Quelle stratégie pour les tests ? C’est la question sur laquelle s'est penché le Conseil scientifique pour le Covid-19 dans son avis n°8 transmis aux autorités nationales le lundi 27 juillet, et rendu public le 3 août. Devant l’apparition de nouveaux "clusters", et une recrudescence du nombre de cas, la perspective d'un retour de l'épidémie se dessine pour l’automne 2020. Pour l’endiguer, le Conseil scientifique propose suggère stratégies pour mener des campagnes de tests efficaces sur le territoire français, et préparer notre système de diagnostic à "la très probable seconde vague épidémique".
Il pointe deux sujets critiques : "La période actuelle peut être considérée comme […] une période de vigilance accrue qui nécessite la mise en œuvre combinée de stratégies de diagnostic, de surveillance renforcée et de dépistage" ; "cette surveillance devra être réactive en cas de gestion de foyers (clusters) et il faudra prévoir de la renforcer à la rentrée scolaire".

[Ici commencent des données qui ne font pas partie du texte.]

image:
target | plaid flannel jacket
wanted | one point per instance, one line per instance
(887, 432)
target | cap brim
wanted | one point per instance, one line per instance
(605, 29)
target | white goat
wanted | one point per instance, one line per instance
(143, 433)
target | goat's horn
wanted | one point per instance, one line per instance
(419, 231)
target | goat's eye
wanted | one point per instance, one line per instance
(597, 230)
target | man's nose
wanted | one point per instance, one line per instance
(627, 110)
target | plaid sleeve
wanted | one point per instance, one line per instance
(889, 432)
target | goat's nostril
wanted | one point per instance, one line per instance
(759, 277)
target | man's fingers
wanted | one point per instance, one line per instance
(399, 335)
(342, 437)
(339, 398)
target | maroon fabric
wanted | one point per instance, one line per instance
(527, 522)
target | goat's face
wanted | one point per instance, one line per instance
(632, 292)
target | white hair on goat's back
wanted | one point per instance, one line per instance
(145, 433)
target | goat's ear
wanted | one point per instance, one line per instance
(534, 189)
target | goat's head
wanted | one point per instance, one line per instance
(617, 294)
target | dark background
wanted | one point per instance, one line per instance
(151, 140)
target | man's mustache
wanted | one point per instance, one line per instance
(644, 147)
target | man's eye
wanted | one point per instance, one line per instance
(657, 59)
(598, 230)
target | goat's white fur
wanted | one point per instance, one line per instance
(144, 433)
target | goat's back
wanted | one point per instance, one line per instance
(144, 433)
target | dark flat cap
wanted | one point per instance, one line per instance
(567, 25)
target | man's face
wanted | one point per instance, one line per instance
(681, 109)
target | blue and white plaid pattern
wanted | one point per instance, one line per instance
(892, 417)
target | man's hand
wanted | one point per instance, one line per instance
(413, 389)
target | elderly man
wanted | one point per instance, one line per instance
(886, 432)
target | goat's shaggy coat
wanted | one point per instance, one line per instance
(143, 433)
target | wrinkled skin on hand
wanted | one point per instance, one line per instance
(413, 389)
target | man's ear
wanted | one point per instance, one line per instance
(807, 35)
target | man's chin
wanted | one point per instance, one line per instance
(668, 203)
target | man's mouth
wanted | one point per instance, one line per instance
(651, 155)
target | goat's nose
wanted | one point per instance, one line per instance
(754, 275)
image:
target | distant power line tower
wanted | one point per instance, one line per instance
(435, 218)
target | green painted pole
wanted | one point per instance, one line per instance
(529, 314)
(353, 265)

Une lente montée en puissance
Entre le 20 et le 26 juillet, 457 971 patients ont été testés pour le SARS-CoV-2 par RT-PCR, et le test était positif pour 6 407 cas. On s’approche lentement de l’objectif des 700 000 tests hebdomadaires évoqué par le ministre de la Santé Olivier Véran au plus fort de l’épidémie, au printemps.
Depuis début juillet, il s’écoule en moyenne 4,5 jours entre l’apparition des symptômes et le prélèvement pour test PCR. "Seuls des délais courts permettent de briser les chaines de transmission par l’isolement rapide des personnes contagieuses et l’investigation de leurs contacts", rappelle Santé publique France.
Or, selon les scientifiques siégeant au Conseil, on constate "une difficulté émergente à l’accès au "testing", non pas par un défaut de capacité de tests, mais du fait de difficultés d’organisation, d’un manque d’attractivité et d’un nombre de centres de prélèvements insuffisant, entraînant parfois des délais incompatibles avec une prise en charge adaptée et rapide". Ils pointent aussi des lenteurs dans le traçage et l'isolement des cas. Que proposent-ils en matière de tests ?
Une nouvelle doctrine d’utilisation
Les 13 membres avancent quatre stratégies différentes, qui peuvent se compléter. Ils proposent en premier lieu de poursuivre la campagne de diagnostics précoces visant à tester en continu les cas suspects (des personnes ressentant des symptômes) et leurs contacts. "Cette démarche d’investigation exhaustive des cas et contacts est cruciale pour freiner la diffusion du virus à partir de cas index",est-il rappelé.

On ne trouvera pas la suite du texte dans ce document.